Default: The Student Loan Documentary’s Facebook page related a couple interesting links:
(1) Melissa Linton, “USC Ranked 7th for Debt by CNBC,” in The Daily Trojan
So USC’s graduates carry an average $36,787 in debt. Its law students are charged $10,000 more than they were seven years ago.
(2) Sharona Coutts, “House Passes Amendment to Block Funding of Oversight Measure for For-Profit Schools,” in ProPublica
Arch-nemeses of higher education reform, representatives Virginia Foxx (R-NC) and John Kline (R-MN) sponsored a bill to defund any attempt to monitor enforcement of the yet-to-be-adopted “Gainful Employment Rule” to federal lending to for-profits. Coutts doesn’t believe it’ll pass the Senate, though. If conservatives were serious about balancing the budget, they’d cut the entire federal lending program and change the bankruptcy code to allow student debtors to restructure and spend their money on things they need.
Which leads me to…
(3) Richard Vedder, “From Wall Street to Wal-Mart: Why College Graduates Are Not Getting Good Jobs,” in Center for College Affordability
Dr. Vedder slipped this past me a couple months ago. A very quick and good read.

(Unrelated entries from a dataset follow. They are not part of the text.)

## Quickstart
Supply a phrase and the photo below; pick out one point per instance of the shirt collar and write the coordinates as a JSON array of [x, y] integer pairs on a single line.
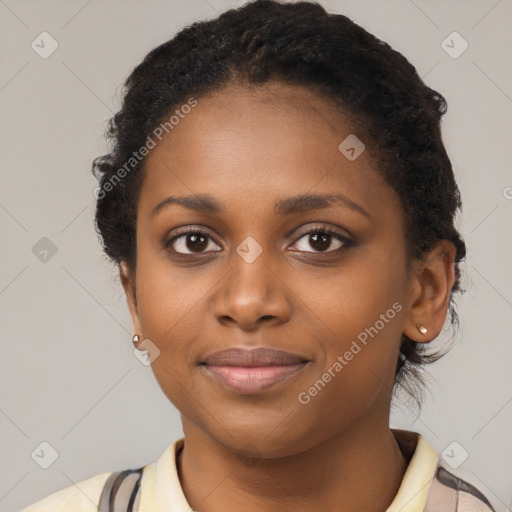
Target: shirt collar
[[161, 488], [415, 487]]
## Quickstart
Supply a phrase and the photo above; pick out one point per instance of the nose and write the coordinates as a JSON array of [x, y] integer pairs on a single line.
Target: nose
[[252, 294]]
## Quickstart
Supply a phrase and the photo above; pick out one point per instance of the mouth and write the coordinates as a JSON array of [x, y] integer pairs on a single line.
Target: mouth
[[252, 371]]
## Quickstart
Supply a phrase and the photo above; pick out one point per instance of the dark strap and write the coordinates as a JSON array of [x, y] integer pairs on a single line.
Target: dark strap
[[121, 491]]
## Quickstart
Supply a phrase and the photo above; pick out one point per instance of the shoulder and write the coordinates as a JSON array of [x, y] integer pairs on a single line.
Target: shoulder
[[83, 496], [450, 492]]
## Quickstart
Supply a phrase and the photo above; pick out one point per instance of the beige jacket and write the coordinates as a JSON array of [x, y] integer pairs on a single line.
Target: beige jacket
[[427, 486]]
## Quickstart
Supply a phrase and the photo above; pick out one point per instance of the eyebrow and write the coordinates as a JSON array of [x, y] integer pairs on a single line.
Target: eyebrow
[[296, 204]]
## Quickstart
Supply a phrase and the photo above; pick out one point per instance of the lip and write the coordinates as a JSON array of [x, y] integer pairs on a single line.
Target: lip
[[252, 371]]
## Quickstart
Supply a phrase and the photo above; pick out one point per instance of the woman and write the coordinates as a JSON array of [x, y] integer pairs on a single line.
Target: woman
[[281, 208]]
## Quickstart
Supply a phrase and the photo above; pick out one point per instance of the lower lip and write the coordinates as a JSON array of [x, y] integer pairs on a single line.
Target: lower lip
[[251, 380]]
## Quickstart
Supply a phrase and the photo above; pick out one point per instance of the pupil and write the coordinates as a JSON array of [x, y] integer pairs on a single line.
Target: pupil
[[194, 245], [315, 237]]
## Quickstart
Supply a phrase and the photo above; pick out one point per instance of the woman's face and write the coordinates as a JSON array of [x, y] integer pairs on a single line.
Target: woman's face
[[258, 276]]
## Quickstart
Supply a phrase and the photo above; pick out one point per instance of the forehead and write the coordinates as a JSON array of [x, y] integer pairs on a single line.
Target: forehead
[[245, 141]]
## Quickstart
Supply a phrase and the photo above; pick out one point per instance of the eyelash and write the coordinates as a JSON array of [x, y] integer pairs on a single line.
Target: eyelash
[[323, 230]]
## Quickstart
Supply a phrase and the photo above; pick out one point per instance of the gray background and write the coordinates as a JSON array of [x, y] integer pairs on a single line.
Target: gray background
[[69, 376]]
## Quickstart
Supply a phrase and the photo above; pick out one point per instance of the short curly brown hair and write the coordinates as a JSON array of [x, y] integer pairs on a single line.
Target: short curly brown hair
[[298, 44]]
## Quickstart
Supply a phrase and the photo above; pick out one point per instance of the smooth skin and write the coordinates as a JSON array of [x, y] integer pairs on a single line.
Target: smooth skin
[[247, 148]]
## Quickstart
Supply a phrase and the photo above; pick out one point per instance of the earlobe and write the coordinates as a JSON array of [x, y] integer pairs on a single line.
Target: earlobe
[[431, 289], [128, 282]]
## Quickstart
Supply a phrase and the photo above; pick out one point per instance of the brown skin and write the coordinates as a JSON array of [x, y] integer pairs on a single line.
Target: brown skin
[[248, 148]]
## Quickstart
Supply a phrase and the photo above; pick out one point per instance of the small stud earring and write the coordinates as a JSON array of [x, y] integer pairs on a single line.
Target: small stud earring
[[422, 329]]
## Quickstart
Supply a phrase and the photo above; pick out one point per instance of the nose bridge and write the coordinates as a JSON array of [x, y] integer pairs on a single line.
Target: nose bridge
[[251, 289]]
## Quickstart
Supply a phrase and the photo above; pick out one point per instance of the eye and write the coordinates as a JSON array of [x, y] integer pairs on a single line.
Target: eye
[[190, 241], [321, 239]]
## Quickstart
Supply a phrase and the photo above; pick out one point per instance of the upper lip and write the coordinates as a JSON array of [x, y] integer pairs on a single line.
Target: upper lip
[[261, 356]]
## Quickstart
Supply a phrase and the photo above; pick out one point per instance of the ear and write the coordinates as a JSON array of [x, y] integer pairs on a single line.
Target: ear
[[128, 282], [429, 295]]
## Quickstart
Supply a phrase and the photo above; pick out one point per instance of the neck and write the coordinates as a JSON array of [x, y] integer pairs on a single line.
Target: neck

Here’s your quote of the day:
[R]ecent efforts by President Obama’s U.S. Department of Education to enact and enforce “gainful employment” rules primarily on for-profit higher education institutions are misguided. This report has shown clearly that severe gaps exist between college-level training and labor-market job opportunities for graduates. Underemployment is a persistent problem permeating throughout all of American higher education and is by no means limited to only one sector. Using for-profit institutions as a scape-goat fails to address the full-extent of this problem.